The dining hall is divided by unwritten rules of race and gang allegiance. White Supremacists sit in one corner, Cripps and Bloods elsewhere. Hispanic gangs have their tables, Asian gangs have theirs.
And they protect their territory fiercely.
“Sitting wherever they want is the only freedom these guys have,” Coolbaugh says.
Past the rec yard, there are warehouses where prisoners work. They are cheap laborers on contract with the state, as well as with privately owned businesses and hospitals. There are the furniture factory, the metal shop, and the laundry room.
A middle-aged inmate with gray goatee and glasses chats with us, explaining the laundry process.
“I’m one of the highest jobs and I’m making $155 a month,” he says. “But I’ve been locked up 30 years. I better have a high-paying job.”
He seems like a nice guy.
Beyond more gates and fences and barred doors sits the Intensive Management Unit. This is the jail within the prison, where inmates are put for bad behavior – disrespecting or disobeying officers, fighting with other inmates, throwing feces.
Here, it looks like a prison. There is no color: just white walls and brown metal.
There are hoots and jeers from these inmates, their figures distorted by the metal lattice.
“They beat us!” an inmate yells.
“Not recently,” Coolbaugh says nonchalantly.
The cells consists of a bunk and a toilet, both cemented to the ground.
General population prisoners can spend most of the day out of their cells. Death Row inmates get up to five hours free time. Here in IMU, residents get 30 minutes in a cement rec room and 30 minutes in the shower, sometimes an hour with a visitor. The other 22 or 23 hours they spend alone in their cells.
Our guide saves the worst for last: the execution chamber.
The room is small and unimpressive. Blank white walls, mostly.
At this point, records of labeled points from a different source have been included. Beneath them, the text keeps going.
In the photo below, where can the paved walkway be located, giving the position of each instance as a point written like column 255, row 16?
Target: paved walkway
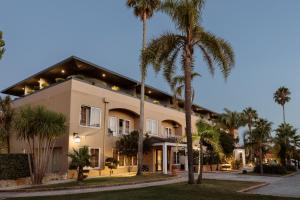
column 287, row 186
column 280, row 186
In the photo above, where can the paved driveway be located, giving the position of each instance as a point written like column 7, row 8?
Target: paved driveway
column 286, row 186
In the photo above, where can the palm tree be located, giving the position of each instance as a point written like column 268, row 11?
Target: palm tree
column 6, row 120
column 164, row 51
column 261, row 136
column 231, row 120
column 286, row 140
column 143, row 9
column 282, row 96
column 80, row 159
column 249, row 117
column 2, row 44
column 39, row 128
column 207, row 135
column 177, row 86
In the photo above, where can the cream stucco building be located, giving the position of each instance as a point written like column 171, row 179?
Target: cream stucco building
column 100, row 106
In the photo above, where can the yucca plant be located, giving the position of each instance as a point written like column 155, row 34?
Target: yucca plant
column 163, row 52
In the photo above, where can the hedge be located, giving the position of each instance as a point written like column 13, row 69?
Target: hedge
column 271, row 169
column 14, row 166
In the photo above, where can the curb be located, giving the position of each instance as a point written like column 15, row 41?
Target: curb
column 253, row 187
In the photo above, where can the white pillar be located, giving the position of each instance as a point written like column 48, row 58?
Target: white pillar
column 165, row 158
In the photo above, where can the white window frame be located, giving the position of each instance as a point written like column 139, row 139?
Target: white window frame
column 151, row 122
column 99, row 159
column 169, row 132
column 89, row 125
column 117, row 131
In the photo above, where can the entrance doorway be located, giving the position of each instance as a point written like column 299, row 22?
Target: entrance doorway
column 158, row 160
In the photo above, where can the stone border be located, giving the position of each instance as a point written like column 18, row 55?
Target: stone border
column 259, row 185
column 87, row 186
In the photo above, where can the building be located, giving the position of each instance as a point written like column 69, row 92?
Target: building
column 100, row 106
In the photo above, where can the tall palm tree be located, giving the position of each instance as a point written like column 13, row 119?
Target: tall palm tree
column 39, row 128
column 6, row 120
column 282, row 96
column 261, row 135
column 177, row 86
column 2, row 44
column 209, row 135
column 249, row 117
column 231, row 120
column 285, row 139
column 164, row 51
column 143, row 9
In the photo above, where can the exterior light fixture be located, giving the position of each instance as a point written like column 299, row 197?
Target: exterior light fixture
column 76, row 138
column 115, row 88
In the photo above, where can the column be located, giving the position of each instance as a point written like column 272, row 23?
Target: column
column 165, row 158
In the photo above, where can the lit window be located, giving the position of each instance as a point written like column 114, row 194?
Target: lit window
column 168, row 132
column 90, row 116
column 152, row 127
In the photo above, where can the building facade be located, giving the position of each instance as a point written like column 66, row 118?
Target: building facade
column 100, row 107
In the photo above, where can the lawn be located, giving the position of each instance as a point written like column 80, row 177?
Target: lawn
column 210, row 190
column 105, row 181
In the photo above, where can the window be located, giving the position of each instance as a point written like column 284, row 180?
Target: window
column 152, row 126
column 168, row 132
column 90, row 116
column 119, row 126
column 113, row 126
column 95, row 157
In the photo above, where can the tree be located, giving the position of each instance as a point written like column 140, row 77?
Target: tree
column 164, row 51
column 177, row 86
column 39, row 128
column 128, row 145
column 249, row 116
column 207, row 135
column 2, row 44
column 286, row 136
column 6, row 120
column 261, row 135
column 80, row 159
column 143, row 9
column 282, row 96
column 231, row 120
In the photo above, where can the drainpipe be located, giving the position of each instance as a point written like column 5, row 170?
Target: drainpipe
column 106, row 102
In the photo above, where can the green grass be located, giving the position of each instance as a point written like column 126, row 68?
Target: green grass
column 105, row 181
column 209, row 190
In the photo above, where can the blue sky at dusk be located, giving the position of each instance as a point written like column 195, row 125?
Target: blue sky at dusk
column 264, row 34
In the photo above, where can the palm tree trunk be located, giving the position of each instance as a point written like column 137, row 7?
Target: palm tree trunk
column 200, row 176
column 8, row 144
column 283, row 113
column 142, row 106
column 260, row 160
column 188, row 109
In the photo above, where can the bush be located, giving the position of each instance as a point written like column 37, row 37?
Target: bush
column 14, row 166
column 271, row 169
column 291, row 168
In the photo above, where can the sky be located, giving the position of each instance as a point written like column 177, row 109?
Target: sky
column 264, row 35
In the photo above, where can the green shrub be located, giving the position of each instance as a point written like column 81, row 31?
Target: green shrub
column 271, row 169
column 291, row 168
column 14, row 166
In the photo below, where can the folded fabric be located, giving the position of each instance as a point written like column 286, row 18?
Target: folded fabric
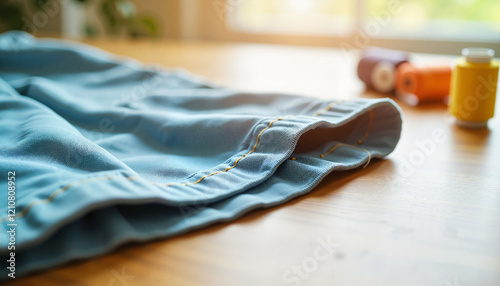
column 107, row 151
Lots of windows, one for the executioner, a couple for attorneys and family in the adjoining viewing room.
At the center is the bed, where two people have been executed by lethal injection since the death penalty was reinstated in 1984. It is the stuff of horror films, with all its leather straps and cuffs and belts.
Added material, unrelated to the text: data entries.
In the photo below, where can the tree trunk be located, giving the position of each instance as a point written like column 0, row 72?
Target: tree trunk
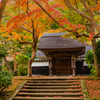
column 3, row 5
column 15, row 63
column 97, row 67
column 8, row 66
column 30, row 62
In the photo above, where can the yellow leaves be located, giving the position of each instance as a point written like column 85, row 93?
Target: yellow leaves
column 80, row 30
column 97, row 18
column 98, row 28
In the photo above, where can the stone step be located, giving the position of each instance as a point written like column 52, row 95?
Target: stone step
column 51, row 87
column 51, row 84
column 47, row 98
column 53, row 81
column 49, row 90
column 49, row 94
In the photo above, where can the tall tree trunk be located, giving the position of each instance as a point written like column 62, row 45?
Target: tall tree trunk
column 35, row 40
column 3, row 5
column 15, row 64
column 8, row 66
column 30, row 62
column 97, row 66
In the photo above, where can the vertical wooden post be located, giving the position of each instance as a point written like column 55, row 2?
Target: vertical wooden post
column 73, row 65
column 50, row 67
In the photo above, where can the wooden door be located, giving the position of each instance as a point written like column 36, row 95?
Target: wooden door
column 62, row 67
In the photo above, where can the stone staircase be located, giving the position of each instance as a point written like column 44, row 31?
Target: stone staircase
column 50, row 89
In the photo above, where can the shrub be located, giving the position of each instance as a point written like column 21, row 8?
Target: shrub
column 5, row 79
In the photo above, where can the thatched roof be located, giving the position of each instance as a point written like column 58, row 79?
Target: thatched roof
column 54, row 41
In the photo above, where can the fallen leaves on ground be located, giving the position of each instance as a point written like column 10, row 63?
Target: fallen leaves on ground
column 93, row 87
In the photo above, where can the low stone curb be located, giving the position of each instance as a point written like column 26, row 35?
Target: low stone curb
column 17, row 90
column 85, row 91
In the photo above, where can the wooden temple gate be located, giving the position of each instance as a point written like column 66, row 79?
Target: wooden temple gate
column 61, row 53
column 63, row 62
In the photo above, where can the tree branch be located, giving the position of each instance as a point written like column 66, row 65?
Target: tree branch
column 97, row 35
column 26, row 42
column 23, row 27
column 80, row 35
column 69, row 30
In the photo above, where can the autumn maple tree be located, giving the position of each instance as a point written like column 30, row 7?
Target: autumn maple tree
column 81, row 20
column 26, row 25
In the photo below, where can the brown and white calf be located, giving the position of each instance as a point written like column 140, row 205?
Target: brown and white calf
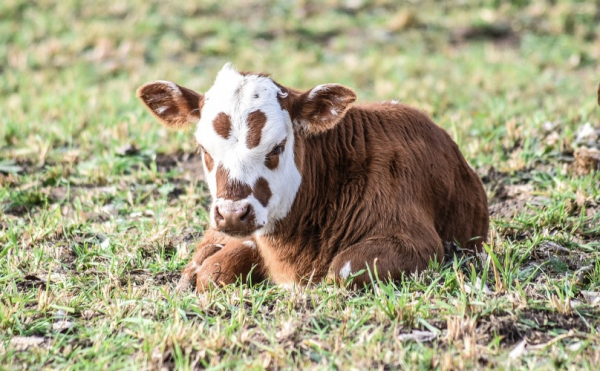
column 308, row 185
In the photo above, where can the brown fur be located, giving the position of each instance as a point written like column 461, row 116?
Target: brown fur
column 272, row 159
column 180, row 110
column 397, row 187
column 262, row 191
column 230, row 189
column 382, row 188
column 222, row 125
column 223, row 260
column 208, row 161
column 256, row 121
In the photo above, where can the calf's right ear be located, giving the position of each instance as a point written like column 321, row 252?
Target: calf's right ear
column 173, row 105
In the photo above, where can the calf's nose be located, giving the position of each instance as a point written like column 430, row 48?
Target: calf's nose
column 235, row 217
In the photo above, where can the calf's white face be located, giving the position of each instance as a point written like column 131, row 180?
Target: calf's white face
column 246, row 130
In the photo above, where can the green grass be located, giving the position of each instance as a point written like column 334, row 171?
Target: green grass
column 93, row 236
“Anyone want to climb up?” Coolbaugh asks.
No one takes the offer.
Back at the entrance, we pick up our I.D.s and keys and walk out into a midmorning Oregon downpour, back into society.
No one has escaped from this prison since 1992, and that escapee was caught the same day trying to rob a porn shop.
Seventeen years later, the security is much tighter. The inmates are counted and recounted daily. The gates have monitors that scan outgoing trucks for heartbeats.
No one escapes these days
Editor’s note: As Oregon’s capital, Salem is a city of public institutions. The Hilltop News is doing a three-part, up-close series on the justice system: the police, the courts and the prisons.